Maka, jika dikaitkan kasus kekerasan di Masjid Al Fitrah, Banda Aceh, Kamis (13/6), yang menolak kehadiran Ustaz Firanda Andirja yang dituduh Wahabi, hal ini tak dibenarkan menurut adab Islam dan kontradiktif dengan semangat ahlussunnah wal jamaah (Aswaja).
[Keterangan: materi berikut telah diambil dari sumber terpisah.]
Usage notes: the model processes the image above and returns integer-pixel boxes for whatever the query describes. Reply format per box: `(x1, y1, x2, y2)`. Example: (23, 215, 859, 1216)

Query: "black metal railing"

Hasil bahtsul masail Muktamar Ke-33 NU di Jombang, Agustus 2015, menyebutkan ciri Aswaja yang otentik adalah tawassuth, ta'adul, dan tawazun. Artinya, NU sebagai garda terdepan yang menginternalisasi nilai-nilai Aswaja di Nusantara mengedepankan cara-cara moderat, anti-kekerasan, dan toleransi dalam menyelesaikan perselisihan, termasuk isu sektarian. Memilih cara ekstrem, apalagi dengan kekerasan, adalah bersikap zalim dan tidak adil kepada pihak lain.

Hanya dengan bersikap toleran dan belajar berlaku adil, bangsa ini bisa besar di tengah kemajemukan yang kompleks.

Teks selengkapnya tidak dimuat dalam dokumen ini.